Peter Graham, GBPN’s Executive Director and Jens Laustsen, GBPN’s Technical Director will be participating in the Global Green Growth Forum (3GF) that will be held next week, 21-22 October in Copenhagen.
Global Green Growth Forum was initiated by the Danish Government in collaboration with the governments of China, Kenya, Mexico, Qatar and Republic of Korea and a number of leading businesses and international organisations. 3GF convenes governments, businesses, investors and international organisations to act together for inclusive green growth.
The mission of 3GF is to explore and demonstrate better collaboration and partnerships among leading businesses, investors and key public institutions that can lead to new models of inclusive and sustainable growth created by all and for all.
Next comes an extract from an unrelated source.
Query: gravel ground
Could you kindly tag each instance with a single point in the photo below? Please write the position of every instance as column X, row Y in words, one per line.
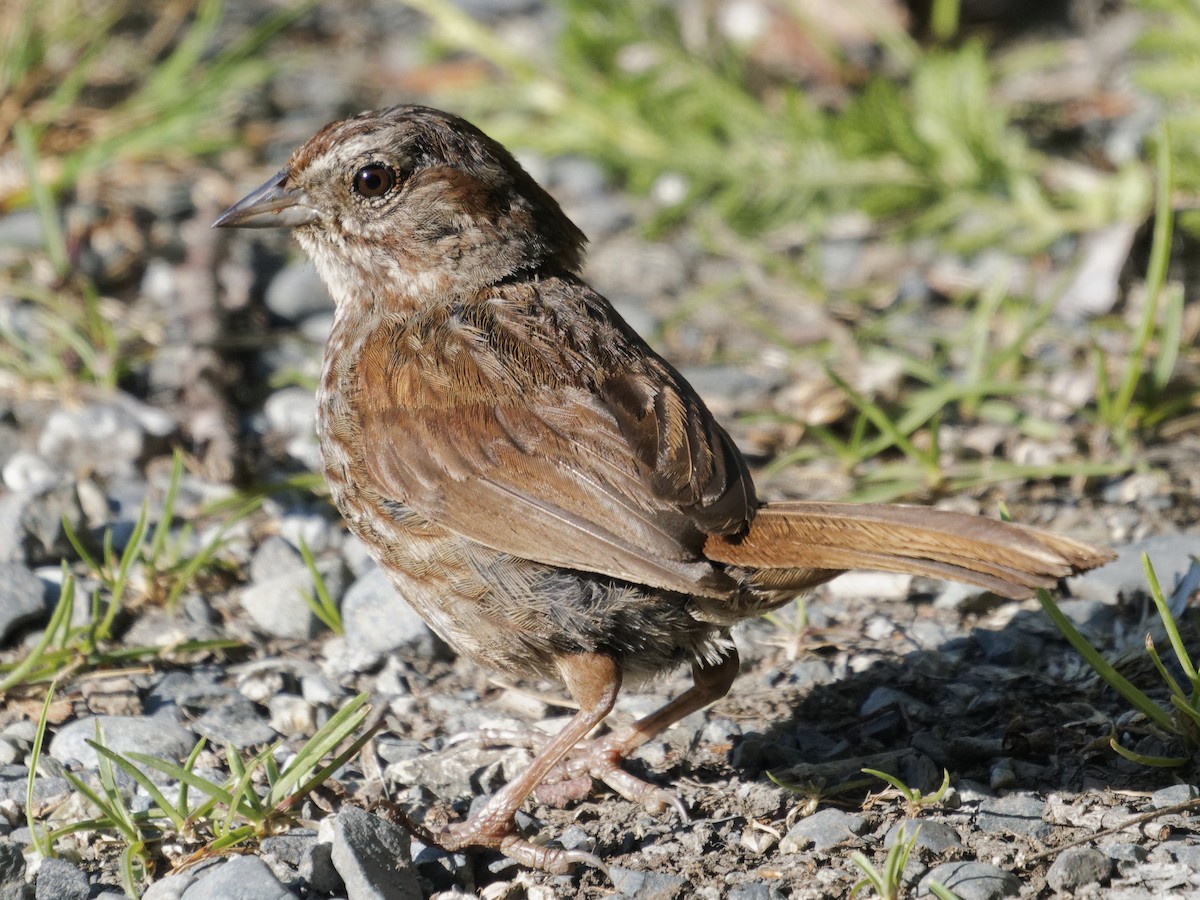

Peter Graham and Jens Laustsen will participate in the session focusing on Energy Efficiency in Buildings. The session will include presentations on the 1 Billion m2 project which is a common initiative of REEEP (Renewable Energy & Energy Efficiency partnership) and GBPN, as well as the presentation of specific business models for up scaling the development of positive energy buildings. The session aims to promote the dramatic up scaling of energy positive buildings, particularly in the social housing sector in emerging and developing economies through a public-private partnerships (PPP) model.
The current barriers and opportunities to ensuring the uptake of positive energy buildings on a large scale will be discussed and possible outcomes in terms of partnerships will be explored. It will also try to demonstrate and announce concrete public-private partnerships (PPP) in pilot cities or regions around scalable business models.
Public-private partnerships are the cornerstone of 3GF’s work and a key enabler to accelerate transition to an inclusive green economy and 3GF helps to identify, promote and launch potential PPPs with a particular focus on achieving speed-to-scale across borders.
1 Billion m2 project is an effort to promote residential positive energy buildings. The main challenge consists in reversing the mainstream trend around building performance by making buildings become net energy providers, instead of energy users, in all climates and for all consumers, rich and poor.